Flaherty did an excellent job selling The Sun in street corners, too. Not long after that boys and girls made a beeline for news outlets to apply for the job.
There is sketchy information that the newsboy job in the Philippines started in the 1969s. I do not have the time to verify this as of now, but it is a handy timeline.
In just 65 years, this type of work is dying along with other jobs that are extinct or struggling to survive such as linotype operator, shoeshine, ice cutter, knife and scissors grinder (a handful still exist), switchboard operator and lamplighter.
In my village, there is an elderly man who hawks newspapers. Maybe he is the last man standing in his generation as a newspaper carrier.
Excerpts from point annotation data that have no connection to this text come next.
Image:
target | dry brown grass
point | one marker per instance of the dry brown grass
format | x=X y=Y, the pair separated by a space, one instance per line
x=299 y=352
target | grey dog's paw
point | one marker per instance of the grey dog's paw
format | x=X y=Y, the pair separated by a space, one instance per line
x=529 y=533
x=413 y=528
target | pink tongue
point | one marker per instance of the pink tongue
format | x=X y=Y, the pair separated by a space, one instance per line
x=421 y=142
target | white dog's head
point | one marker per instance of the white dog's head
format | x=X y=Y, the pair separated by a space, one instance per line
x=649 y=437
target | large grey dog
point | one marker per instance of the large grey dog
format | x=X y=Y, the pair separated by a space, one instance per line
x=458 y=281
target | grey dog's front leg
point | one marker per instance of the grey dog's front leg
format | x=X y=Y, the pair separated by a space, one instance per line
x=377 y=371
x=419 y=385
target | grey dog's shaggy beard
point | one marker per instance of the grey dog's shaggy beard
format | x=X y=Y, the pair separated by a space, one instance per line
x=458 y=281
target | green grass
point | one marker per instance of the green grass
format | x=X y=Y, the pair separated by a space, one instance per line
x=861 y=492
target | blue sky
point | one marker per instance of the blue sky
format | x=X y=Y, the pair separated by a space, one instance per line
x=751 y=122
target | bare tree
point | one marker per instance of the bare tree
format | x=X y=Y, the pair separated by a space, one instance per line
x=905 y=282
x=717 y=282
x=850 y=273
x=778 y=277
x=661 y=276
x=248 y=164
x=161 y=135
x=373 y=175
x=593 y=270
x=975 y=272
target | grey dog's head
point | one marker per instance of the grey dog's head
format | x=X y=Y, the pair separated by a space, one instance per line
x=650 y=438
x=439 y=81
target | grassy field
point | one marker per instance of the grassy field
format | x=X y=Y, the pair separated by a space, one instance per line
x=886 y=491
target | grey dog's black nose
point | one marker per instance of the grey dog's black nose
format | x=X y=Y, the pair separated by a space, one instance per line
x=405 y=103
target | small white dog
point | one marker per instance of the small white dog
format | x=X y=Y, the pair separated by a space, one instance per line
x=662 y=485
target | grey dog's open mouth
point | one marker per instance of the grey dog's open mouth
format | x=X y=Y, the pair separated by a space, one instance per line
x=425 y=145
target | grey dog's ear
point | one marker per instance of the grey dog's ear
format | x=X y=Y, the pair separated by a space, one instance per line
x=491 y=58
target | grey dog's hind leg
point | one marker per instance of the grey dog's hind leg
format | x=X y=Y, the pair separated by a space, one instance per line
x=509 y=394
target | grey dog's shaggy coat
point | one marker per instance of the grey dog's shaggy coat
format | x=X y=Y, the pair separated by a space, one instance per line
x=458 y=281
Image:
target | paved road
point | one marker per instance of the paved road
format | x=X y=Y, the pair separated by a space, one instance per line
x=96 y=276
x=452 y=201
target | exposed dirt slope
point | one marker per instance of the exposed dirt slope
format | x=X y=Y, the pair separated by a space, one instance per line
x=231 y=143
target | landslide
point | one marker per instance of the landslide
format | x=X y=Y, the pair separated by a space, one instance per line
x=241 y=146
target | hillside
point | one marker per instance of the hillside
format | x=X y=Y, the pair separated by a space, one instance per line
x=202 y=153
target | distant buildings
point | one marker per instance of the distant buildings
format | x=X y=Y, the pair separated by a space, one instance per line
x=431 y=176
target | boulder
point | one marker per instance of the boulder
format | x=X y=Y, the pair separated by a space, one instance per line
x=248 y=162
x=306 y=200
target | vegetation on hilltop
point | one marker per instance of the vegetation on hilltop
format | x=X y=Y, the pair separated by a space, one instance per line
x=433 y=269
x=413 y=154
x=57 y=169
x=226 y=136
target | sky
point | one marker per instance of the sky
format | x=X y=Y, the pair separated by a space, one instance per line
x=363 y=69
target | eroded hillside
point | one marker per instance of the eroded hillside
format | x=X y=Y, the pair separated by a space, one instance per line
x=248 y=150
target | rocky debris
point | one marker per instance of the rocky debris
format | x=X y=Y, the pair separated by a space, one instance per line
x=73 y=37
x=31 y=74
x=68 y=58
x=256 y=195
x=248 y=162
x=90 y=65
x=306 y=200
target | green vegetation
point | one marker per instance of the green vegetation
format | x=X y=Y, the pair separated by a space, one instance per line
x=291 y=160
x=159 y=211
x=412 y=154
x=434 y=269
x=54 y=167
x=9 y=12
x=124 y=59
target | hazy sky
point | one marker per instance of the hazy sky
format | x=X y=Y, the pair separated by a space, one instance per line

By the way, Sept. 4 is National Newspaper Carrier Day. Progress is necessary. In its wake are jobs that mechanization, automation and artificial intelligence have replaced with little emotion.
A generation is passing. I do not want the eventual demise of newspaper carrier work to go like mist that evaporates when the sunshine of advancement in technology reigns supreme.
I want this tiny column to be a tomb marker for those old and useless jobs that have actually brought us where we are now.
Before I end, 1960 was the year the first newsboy job emerged in the Philippines, and was also the year the Newspaper Carrier Hall of Fame was created in the US.
I admire this memorial to the little ones, the newspaper carriers, some of whom have become big names in our world: Thomas Edison, Tom Cruise, Martin Luther King Jr., Walt Disney and John Wayne.